Hayter will now be looking ahead to next Sunday's road race – another longest race of his career – where he'll be joined by a largely young British squad including multi-discipline phenomenon Tom Pidcock, Jake Stewart and Fred Wright, as well as veterans Mark Cavendish, Connor Swift, Ben Swift, and Luke Rowe.
On paper, Hayter, a strong all-rounder type with a strong sprint who performs well on hilly, punchy courses, is well-suited to the Flanders road race, even if – as a sophomore pro – it's too early to hang any big expectations over his head. He said, however, that he has yet to look at the course, having raced through a busy schedule in the past month, including an overall win at the Tour of Norway.

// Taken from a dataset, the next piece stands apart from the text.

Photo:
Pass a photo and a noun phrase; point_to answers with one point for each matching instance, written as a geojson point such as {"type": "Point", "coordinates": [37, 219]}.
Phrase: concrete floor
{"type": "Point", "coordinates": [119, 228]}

"I've not actually looked at the course, to be honest," he said. "I've been so busy going to races. Now I have a whole week to do that.
"Everyone comes in on Tuesday night and Wednesday so it's going to be really fun to have everyone back together, especially the young guys – me, Tom, Fred and Jake. We've got really good options and obviously no favourites as it is."
Hayter isn't the only member of his family who has tasted success recently, with his younger brother – DSM Development team rider Leo – having taken a solo victory at Liège-Bastogne-Liège Espoirs on Satuday. Ethan, who followed race updates online, admitted that he felt more nervous for his brother than he did before making his elite Worlds debut.
"He's had quite a hard time, but he's worked really hard," Hayter said. "He's been unlucky more than anything and he really deserved yesterday. We were all over the moon for him, to be honest. It wasn't on TV so I was just refreshing DirectVelo. Actually, I was probably more nervous for him than I was for my race today, so it was funny. I had sweaty hands."
Now coming towards the final stretch of what has been a hugely successful season, Hayter said that he plans to race the Italian autumn Classics after the Worlds rather than making his bow at next month's Paris-Roubaix. An appearance at the Track World Championships could also be on the cards, though his Great Britain team will need special dispensation to compete.
"I think it's more likely that I go to Italy and do some one-day races there," Hayter said about his upcoming schedule. "I don't personally feel ready for Roubaix. You've got to be fully committed and at the moment I'm not sure. At the moment I'm going to Italy, and I really enjoy racing there.
"The British Cycling team don't know if we've – I don't know why but we didn't do any Nations Cups – you have to do one to go to the Worlds. So, at the moment we're not eligible and we're trying to get dispensation, so I don't know yet. Then we have the British Nationals the week before, so I'll definitely do the Nationals and then we'll see what happens with the team selection."